The (re)launch of the Brexit Civil Society Alliance brexitcivilsocietyalliance.org has brought together all sorts of organisations to ensure that politicians appreciate the effect that legislative changes, post-Brexit, will have on the vulnerable and voiceless. It is an essential endeavour.
However, are civil society organisations concentrating as heavily as they should on the impact of Brexit on themselves as organisations? After all, if a service provided by a charity fails because of the impact of Brexit, then that will be the most direct form of harm.
This isn't just a question of replacing EU funding. Large businesses are now preparing in haste for Brexit's possible/probable effect on recruitment, taxes, duties and supply chains. Because a deal with the EU is looking more unlikely each day, they aren't allowing uncertainty to paralyse them - these businesses are working hard now to identify the key risk areas and put mitigating plans in place.
Although civil society is admittedly not exposed as broadly as exporting businesses with long supply chains, the Financial Reporting Council expects that accounts of large organisations will contain statements on Brexit plans and mitigation because of the breadth of the risk.
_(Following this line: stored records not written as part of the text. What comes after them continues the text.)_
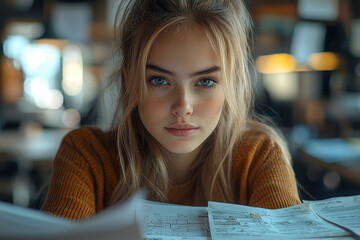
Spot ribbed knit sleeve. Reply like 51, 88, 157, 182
232, 131, 301, 209
40, 127, 119, 220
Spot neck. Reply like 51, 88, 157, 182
166, 147, 202, 185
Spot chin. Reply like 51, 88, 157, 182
163, 143, 200, 155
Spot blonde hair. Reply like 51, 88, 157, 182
109, 0, 293, 204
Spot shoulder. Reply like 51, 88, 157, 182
62, 126, 115, 144
56, 126, 118, 167
42, 127, 119, 218
235, 129, 277, 158
231, 128, 286, 171
61, 126, 117, 152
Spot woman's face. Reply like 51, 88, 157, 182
138, 24, 225, 155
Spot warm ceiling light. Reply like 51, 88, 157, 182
308, 52, 339, 71
256, 53, 297, 74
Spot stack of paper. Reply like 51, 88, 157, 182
1, 192, 359, 240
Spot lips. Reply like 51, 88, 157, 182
165, 124, 198, 137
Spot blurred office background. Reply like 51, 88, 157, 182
0, 0, 359, 208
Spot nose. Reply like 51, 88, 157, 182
171, 88, 193, 118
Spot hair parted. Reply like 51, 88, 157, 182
108, 0, 293, 205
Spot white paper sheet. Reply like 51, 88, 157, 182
307, 195, 360, 236
0, 191, 143, 240
207, 201, 351, 240
138, 201, 210, 240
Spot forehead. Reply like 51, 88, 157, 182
146, 24, 221, 72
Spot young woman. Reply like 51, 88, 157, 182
41, 0, 300, 220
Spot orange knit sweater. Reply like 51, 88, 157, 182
41, 127, 300, 220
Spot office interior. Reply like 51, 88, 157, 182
0, 0, 359, 208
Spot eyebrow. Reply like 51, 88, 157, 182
146, 64, 221, 77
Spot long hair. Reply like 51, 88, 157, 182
109, 0, 293, 204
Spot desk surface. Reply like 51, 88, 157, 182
300, 138, 360, 185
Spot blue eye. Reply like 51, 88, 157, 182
197, 78, 216, 87
150, 77, 168, 86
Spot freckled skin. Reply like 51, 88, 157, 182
138, 24, 225, 176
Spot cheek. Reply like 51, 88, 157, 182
139, 95, 167, 119
198, 94, 225, 121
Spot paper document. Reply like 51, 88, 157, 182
1, 191, 359, 239
0, 191, 144, 240
207, 201, 351, 240
307, 194, 360, 236
139, 200, 210, 240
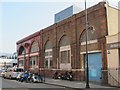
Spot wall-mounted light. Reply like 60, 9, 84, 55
107, 50, 110, 54
88, 26, 95, 34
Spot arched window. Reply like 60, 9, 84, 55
44, 41, 53, 69
59, 36, 71, 47
19, 46, 25, 55
18, 46, 25, 68
80, 28, 96, 43
30, 41, 39, 52
59, 36, 71, 70
30, 41, 39, 69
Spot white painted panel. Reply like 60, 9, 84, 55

I wonder how many charities or housing associations can say they have genuinely and deeply explored the biggest Brexit risk areas to their organisations?
“While attention has been paid to the future of business with Brexit, often the human impact and stories are being forgotten. "The Brexit Civil Society Alliance is here to make sure that the concerns, hopes and aspirations of civil society are centre stage as the UK makes its exit from the European Union.”